If you do, don't  The 'extract' bit is only for the very first time you donwload the ports tree (all 40+ MB of it). After that, 'extract' should be changed to 'update'.


----------



## ericbsd (Jun 8, 2009)

why? I always use extract. and never have problem with.


----------



## DutchDaemon (Jun 8, 2009)

You won't have a problem with it, no. But you're overwriting the entire ports tree time after time (checksumming and extracting 20,000 gz files every single time), instead of just patching the differences since the last portsnap run. It's overkill^n.


----------



## phoenix (Jun 8, 2009)

"portsnap extract" is the same as doing "csup", in that it touches every single file in the ports tree.

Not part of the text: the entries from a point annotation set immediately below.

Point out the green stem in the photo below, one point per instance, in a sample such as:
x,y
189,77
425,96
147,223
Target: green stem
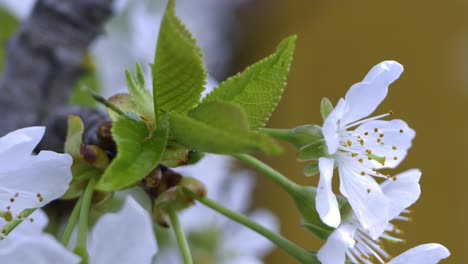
x,y
71,223
299,253
285,183
107,103
283,134
180,236
14,223
81,240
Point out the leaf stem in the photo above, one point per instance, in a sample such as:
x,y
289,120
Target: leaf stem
x,y
106,103
14,223
180,236
299,253
278,133
285,183
81,240
71,223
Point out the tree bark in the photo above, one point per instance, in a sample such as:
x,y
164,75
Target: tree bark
x,y
43,63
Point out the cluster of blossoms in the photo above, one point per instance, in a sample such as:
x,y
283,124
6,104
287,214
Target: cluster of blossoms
x,y
360,147
356,222
126,236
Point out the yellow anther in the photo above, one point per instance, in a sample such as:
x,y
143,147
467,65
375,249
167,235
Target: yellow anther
x,y
8,216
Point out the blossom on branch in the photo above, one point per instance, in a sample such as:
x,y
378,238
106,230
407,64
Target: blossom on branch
x,y
353,242
359,153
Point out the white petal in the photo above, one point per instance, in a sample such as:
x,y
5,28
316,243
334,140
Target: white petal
x,y
243,260
422,254
369,203
331,127
246,242
37,249
125,237
364,97
325,201
393,145
334,249
402,191
17,146
43,178
19,9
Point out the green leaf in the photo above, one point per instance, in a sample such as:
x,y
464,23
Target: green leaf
x,y
313,151
325,108
219,127
9,25
259,88
74,137
141,100
311,170
139,152
178,71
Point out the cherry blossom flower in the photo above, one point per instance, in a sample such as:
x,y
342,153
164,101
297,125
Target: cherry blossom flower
x,y
359,153
124,237
353,242
29,181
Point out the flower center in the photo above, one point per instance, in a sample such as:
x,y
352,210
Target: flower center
x,y
372,146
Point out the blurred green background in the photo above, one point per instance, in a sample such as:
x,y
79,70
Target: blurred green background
x,y
339,41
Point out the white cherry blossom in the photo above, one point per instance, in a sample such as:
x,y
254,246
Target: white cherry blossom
x,y
124,237
30,181
350,241
359,148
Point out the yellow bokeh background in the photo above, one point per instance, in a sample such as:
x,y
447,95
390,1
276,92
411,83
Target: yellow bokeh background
x,y
338,42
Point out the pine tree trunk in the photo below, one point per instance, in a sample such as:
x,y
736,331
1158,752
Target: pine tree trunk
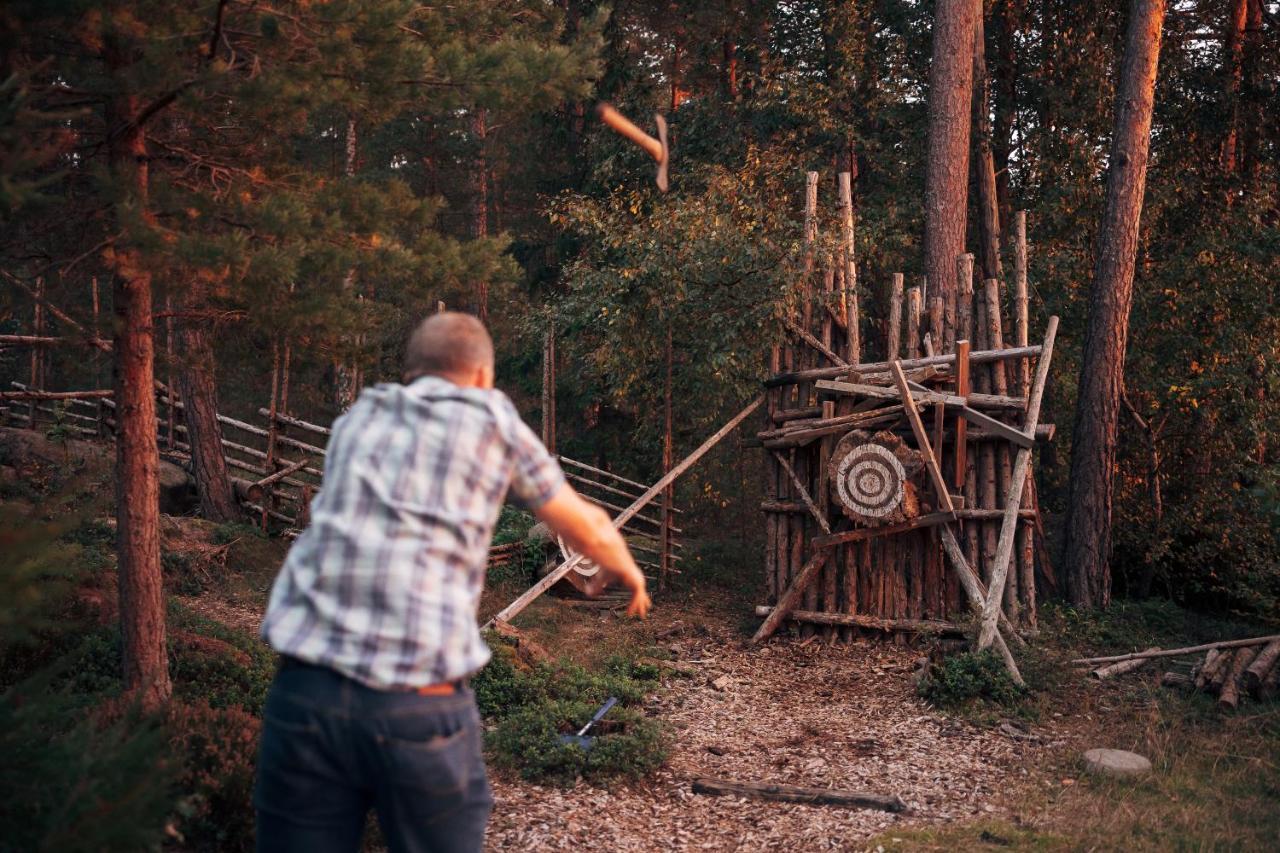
x,y
1088,523
196,381
984,164
344,381
137,455
480,211
946,182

"portsnap update" only touches/updates the files that have changed since the last portsnap run.

Think of it like the difference between using "scp -r /" everyday for backups, instead of "rsync /".    One moves a whole heck of a lot more data than the other.


----------



## osx-addict (Jun 9, 2009)

I think I'll ditch the "-I" argument as I now see that tells it to only update the indexes -- probably something not as desirable..


----------



## osx-addict (Jun 9, 2009)

OK -- ditching the '-I' seems to be working now -- my cron logs are showing the updates (whereas before they didn't emit anything for the updates).. Thanks!


----------